Date.parse is only guaranteed to support a simplified version of ISO 8601, so it also requires a T. Some runtimes might support other formats (like yours with the space), but this is not guaranteed and can change at any time.

See: https://developer.mozilla.org/en-US/docs/Web/JavaScript/Reference/Global_Objects/Date/parse and more specifically https://developer.mozilla.org/en-US/docs/Web/JavaScript/Reference/Global_Objects/Date#date_time_string_format

See also: https://github.com/moment/luxon/issues/1325 https://github.com/moment/luxon/issues/990

toymachiner62 commented 6 months ago

The thing that is confusing is that this spec literally says:

NOTE: ISO 8601 defines date and time separated by "T".
      Applications using this syntax may choose, for the sake of
      readability, to specify a full-date and full-time separated by
      (say) a space character.
dasa commented 6 months ago

I raised that as well, but this was Isaac's response: https://github.com/moment/luxon/issues/990#issuecomment-1003686158

diesieben07 commented 6 months ago

That literally says

ISO 8601 defines date and time separated by "T".

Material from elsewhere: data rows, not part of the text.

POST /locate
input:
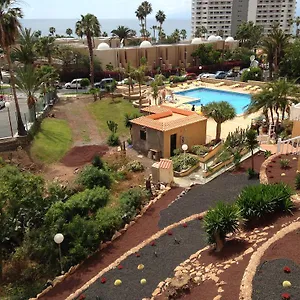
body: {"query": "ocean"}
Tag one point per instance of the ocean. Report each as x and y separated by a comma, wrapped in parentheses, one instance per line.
(106, 25)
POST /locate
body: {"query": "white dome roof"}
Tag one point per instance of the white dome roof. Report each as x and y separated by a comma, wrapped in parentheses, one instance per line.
(196, 41)
(212, 38)
(145, 44)
(103, 46)
(229, 39)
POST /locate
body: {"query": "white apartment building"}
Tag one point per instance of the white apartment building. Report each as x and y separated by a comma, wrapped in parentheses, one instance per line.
(226, 15)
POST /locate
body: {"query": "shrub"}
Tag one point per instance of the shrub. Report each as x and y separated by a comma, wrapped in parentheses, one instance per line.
(135, 166)
(297, 181)
(258, 200)
(182, 161)
(97, 162)
(220, 221)
(132, 200)
(284, 163)
(91, 177)
(199, 150)
(113, 140)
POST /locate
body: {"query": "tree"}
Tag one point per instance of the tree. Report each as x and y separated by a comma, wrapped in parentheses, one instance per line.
(183, 34)
(200, 31)
(46, 47)
(90, 27)
(122, 32)
(9, 25)
(52, 30)
(251, 143)
(29, 82)
(26, 52)
(220, 221)
(220, 112)
(69, 32)
(160, 18)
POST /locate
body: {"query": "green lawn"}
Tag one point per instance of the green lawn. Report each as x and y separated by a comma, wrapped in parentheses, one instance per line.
(105, 110)
(52, 141)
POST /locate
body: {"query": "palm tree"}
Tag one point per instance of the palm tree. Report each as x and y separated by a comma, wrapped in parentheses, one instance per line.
(147, 10)
(220, 221)
(9, 24)
(46, 47)
(160, 18)
(69, 32)
(183, 34)
(220, 112)
(90, 27)
(52, 30)
(122, 32)
(29, 83)
(251, 143)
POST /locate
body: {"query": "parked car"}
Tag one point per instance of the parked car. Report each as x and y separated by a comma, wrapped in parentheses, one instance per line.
(220, 75)
(75, 83)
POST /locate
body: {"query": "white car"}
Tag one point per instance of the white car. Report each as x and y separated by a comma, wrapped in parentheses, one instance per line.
(75, 83)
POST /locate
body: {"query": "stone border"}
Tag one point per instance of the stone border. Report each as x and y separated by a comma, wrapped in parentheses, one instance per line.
(133, 250)
(60, 278)
(246, 284)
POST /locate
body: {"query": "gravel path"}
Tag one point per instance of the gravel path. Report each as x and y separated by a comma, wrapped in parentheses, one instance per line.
(200, 198)
(267, 283)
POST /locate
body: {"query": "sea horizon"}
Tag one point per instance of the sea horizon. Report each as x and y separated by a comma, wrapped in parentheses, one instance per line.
(107, 25)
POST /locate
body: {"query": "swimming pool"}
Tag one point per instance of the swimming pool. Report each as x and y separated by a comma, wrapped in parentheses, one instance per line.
(205, 95)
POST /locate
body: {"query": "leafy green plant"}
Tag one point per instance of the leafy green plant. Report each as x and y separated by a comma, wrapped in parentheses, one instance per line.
(199, 150)
(258, 200)
(284, 163)
(135, 166)
(219, 222)
(297, 181)
(91, 177)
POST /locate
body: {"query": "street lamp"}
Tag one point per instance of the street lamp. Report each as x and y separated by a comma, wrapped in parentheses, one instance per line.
(7, 105)
(58, 239)
(184, 147)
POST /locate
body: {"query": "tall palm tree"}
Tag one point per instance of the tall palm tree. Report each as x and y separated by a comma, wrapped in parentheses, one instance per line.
(160, 18)
(69, 32)
(147, 10)
(46, 47)
(90, 27)
(29, 83)
(220, 112)
(26, 52)
(10, 14)
(52, 30)
(122, 32)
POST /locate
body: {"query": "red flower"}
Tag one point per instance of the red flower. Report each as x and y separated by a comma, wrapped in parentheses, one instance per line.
(286, 296)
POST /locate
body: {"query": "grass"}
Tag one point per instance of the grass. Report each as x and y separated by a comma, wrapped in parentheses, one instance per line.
(105, 110)
(52, 141)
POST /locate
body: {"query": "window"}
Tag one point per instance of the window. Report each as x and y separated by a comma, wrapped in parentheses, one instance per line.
(143, 135)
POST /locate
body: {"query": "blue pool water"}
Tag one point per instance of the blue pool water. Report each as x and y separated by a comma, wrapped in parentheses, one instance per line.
(205, 95)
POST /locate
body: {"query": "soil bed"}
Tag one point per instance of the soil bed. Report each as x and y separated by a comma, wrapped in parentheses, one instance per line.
(274, 170)
(79, 156)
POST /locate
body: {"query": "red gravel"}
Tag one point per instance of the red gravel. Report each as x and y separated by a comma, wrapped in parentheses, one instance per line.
(79, 156)
(144, 228)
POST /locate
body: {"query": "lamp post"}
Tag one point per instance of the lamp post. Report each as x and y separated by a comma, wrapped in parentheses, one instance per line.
(58, 239)
(7, 105)
(184, 147)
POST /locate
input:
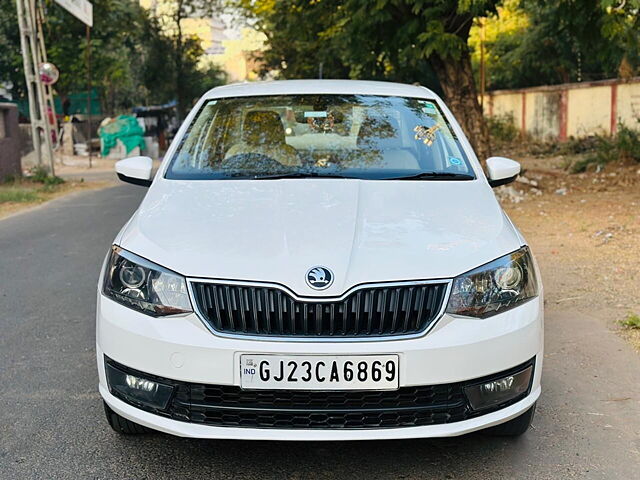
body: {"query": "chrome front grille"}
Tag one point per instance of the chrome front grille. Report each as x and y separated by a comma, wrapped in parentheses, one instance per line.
(376, 311)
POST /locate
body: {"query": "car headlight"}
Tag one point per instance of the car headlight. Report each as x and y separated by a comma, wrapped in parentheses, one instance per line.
(494, 287)
(144, 286)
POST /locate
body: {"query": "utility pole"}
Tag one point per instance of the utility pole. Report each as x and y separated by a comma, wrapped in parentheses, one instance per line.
(482, 65)
(89, 92)
(41, 108)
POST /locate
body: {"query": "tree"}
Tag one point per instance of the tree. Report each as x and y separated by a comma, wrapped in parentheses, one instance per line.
(134, 61)
(392, 39)
(541, 42)
(186, 49)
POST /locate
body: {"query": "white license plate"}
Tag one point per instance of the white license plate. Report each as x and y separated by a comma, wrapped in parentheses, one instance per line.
(319, 372)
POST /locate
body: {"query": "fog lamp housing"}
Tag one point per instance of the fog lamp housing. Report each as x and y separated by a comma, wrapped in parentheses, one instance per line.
(492, 393)
(137, 389)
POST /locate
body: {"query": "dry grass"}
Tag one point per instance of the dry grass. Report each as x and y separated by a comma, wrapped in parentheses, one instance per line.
(24, 194)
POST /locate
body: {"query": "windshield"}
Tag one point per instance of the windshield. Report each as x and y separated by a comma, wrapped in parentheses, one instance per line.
(352, 136)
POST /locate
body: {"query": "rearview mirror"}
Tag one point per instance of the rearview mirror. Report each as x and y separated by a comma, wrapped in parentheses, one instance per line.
(502, 170)
(136, 170)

There are no ifs or buts about this, if you want valid ISO 8601, you need to use "T". The given grammar above this paragraph also specifies a "T", nothing else (but the grammar also does not claim to be ISO 8601). I don't know what the second sentence of the quote is supposed to refer to, however either way it is about RFC 3339, not ISO 8601.

But all this is really moot, because ISO 8601 is unfortunately not something you can just read for free, as far as I know.